Garrett Morris, one of "SNL's" original Not Ready For Primetime Players from 1975-80, says he found success in show business by imagining where he wanted to be in life.

The "Associated Press" reports that Morris told Dillard University students last month they should spend 20 minutes each day picturing themselves with perfect, 4.0 grade-point averages. But he said they'll also need a passionate drive to succeed.

"Imagery is no excuse for not working," said Morris, a New Orleans native and 1958 Dillard graduate. Morris accepted one of the school's "Excellence and Heritage" awards.


R.I.P. Special Effects Director McCarthy & Hairstylist Shihar

Bob McCarthy, 66, a longtime special effects director in all entertainment fields, died October 31 of respiratory failure at his home in Northridge. A native of New York City and veteran of the Korean War, McCarthy enjoyed a prolific career, creating special effects for Broadway, TV, film, and rock concerts. His television credits include "Saturday Night Live," "Twin Peaks," and "Touched by an Angel."
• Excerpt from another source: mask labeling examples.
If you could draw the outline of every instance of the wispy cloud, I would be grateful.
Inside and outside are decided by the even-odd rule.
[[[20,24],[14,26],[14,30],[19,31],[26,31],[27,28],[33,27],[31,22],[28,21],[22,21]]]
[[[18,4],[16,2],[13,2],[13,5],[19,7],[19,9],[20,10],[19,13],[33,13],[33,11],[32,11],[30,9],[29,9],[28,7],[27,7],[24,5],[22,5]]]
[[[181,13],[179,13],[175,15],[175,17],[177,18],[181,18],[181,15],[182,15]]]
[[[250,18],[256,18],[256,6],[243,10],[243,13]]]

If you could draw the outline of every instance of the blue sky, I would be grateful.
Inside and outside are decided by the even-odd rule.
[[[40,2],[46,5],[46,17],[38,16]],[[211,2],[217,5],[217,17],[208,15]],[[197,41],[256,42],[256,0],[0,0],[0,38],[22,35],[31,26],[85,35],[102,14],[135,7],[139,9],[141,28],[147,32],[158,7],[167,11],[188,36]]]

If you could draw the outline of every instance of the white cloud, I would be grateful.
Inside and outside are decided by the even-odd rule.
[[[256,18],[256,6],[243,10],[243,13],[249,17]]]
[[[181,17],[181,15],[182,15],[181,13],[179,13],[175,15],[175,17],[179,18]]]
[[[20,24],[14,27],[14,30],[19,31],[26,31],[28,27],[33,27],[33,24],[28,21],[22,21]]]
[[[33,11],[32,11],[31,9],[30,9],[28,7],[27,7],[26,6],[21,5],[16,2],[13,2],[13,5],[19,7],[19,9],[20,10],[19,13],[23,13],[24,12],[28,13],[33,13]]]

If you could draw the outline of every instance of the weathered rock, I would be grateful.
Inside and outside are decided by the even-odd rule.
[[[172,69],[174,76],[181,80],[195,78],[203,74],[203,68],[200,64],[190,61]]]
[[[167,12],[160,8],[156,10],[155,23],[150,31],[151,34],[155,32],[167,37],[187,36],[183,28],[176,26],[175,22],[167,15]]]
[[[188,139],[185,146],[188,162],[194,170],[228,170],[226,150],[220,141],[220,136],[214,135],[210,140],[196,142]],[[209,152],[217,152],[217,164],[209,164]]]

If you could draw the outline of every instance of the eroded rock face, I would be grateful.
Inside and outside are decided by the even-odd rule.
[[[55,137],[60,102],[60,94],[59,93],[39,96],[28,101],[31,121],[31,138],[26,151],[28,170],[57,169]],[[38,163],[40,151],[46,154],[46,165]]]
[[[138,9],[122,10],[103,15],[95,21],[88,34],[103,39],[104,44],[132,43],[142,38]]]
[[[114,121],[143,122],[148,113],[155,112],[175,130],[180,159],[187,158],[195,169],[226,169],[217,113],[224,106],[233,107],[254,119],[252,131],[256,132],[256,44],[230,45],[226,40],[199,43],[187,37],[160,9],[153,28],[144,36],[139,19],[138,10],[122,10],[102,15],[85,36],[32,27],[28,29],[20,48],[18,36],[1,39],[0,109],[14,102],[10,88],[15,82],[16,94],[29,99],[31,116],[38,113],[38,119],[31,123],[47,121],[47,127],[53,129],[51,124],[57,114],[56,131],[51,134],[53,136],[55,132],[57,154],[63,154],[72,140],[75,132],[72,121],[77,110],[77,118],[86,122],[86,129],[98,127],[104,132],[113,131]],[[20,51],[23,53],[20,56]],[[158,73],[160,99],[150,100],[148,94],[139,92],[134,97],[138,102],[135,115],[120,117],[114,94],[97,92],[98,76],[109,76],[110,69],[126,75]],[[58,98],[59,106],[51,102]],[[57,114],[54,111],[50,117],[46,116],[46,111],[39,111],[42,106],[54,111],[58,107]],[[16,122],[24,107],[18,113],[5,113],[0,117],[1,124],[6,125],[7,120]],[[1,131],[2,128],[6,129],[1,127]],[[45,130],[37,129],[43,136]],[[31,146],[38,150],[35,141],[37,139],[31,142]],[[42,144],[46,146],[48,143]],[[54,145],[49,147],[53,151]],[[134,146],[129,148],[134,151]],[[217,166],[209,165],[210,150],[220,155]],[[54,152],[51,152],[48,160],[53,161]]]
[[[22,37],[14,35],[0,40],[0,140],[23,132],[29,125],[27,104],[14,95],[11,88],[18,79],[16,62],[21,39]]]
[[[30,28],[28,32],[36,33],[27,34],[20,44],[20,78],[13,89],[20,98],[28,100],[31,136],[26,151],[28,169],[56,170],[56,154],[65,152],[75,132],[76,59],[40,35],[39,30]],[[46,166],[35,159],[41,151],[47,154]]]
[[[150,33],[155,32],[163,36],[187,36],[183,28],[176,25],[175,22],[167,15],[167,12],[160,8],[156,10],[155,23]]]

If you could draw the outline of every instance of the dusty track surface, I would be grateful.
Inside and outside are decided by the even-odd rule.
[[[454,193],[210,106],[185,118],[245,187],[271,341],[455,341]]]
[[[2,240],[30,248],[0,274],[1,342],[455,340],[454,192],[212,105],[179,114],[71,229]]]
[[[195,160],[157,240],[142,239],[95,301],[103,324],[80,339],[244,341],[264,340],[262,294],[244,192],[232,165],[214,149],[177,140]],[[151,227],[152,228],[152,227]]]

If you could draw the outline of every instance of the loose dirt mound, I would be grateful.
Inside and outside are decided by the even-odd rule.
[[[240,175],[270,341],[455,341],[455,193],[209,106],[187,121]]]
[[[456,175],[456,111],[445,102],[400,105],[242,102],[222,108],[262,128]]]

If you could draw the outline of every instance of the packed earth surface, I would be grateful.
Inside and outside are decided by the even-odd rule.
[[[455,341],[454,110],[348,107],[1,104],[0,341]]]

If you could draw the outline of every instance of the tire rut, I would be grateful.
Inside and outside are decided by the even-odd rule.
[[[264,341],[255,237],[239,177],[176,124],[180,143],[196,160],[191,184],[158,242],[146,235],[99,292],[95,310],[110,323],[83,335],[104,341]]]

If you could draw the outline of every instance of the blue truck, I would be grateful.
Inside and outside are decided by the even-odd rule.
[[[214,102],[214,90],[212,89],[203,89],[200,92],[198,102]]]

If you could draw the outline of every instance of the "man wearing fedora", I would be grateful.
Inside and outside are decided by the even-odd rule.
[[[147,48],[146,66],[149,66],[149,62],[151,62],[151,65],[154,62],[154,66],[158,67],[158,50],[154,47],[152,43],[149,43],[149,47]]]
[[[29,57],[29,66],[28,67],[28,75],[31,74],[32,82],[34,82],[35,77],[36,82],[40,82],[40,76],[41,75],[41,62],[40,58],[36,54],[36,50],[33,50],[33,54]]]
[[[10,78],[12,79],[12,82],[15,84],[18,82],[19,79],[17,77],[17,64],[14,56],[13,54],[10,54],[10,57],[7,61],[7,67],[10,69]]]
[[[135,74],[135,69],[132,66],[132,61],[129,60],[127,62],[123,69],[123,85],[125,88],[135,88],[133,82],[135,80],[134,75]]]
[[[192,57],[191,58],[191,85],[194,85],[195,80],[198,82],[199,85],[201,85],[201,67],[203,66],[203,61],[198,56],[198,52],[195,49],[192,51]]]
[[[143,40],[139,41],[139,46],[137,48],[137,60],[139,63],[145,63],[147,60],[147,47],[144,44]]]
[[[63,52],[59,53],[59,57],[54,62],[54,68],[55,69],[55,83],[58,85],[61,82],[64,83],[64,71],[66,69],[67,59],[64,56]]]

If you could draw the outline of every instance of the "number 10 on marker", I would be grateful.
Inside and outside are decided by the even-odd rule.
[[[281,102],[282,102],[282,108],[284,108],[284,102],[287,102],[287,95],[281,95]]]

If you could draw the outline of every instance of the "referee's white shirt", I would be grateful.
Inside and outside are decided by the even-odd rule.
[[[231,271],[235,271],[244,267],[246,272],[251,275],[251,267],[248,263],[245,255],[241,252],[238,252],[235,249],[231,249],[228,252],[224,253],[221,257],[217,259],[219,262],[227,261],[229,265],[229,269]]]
Cristofer Shihar, 48, a film, TV, and legit hairstylist who worked on a number of movies and TV series this decade, died October 19 of non-Hodgkin's lymphoma at the UCLA Medical Center. He had worked on "SNL," "Melrose Place," and "Lois & Clark: the New Adventures of Superman."


Mad at 'Mad' Parody

The closest thing "SNL" has to competition, FOX's "Mad TV," is taking a little heat for a parody of "Politically Incorrect" on an episode last month that has struck some viewers as insensitive. According to the "New York Post," the National Down Syndrome Society, and several other organizations, received complaints about the "P.I." sketch that featured Michael McDonald portraying former "Life Goes On" star Chris Burke. In the parody, Burke sits on the mock version of Mahr's panel with Bill Clinton, as played by Will Sasso, and tells the portly president: "Of course it was perjury, Mr. President! Even I know that and I'm retarded!"

A spokeswoman for the National Down Syndrome Society has requested that the network air public-service announcements about Down syndrome featuring the real Chris Burke, the paper reports.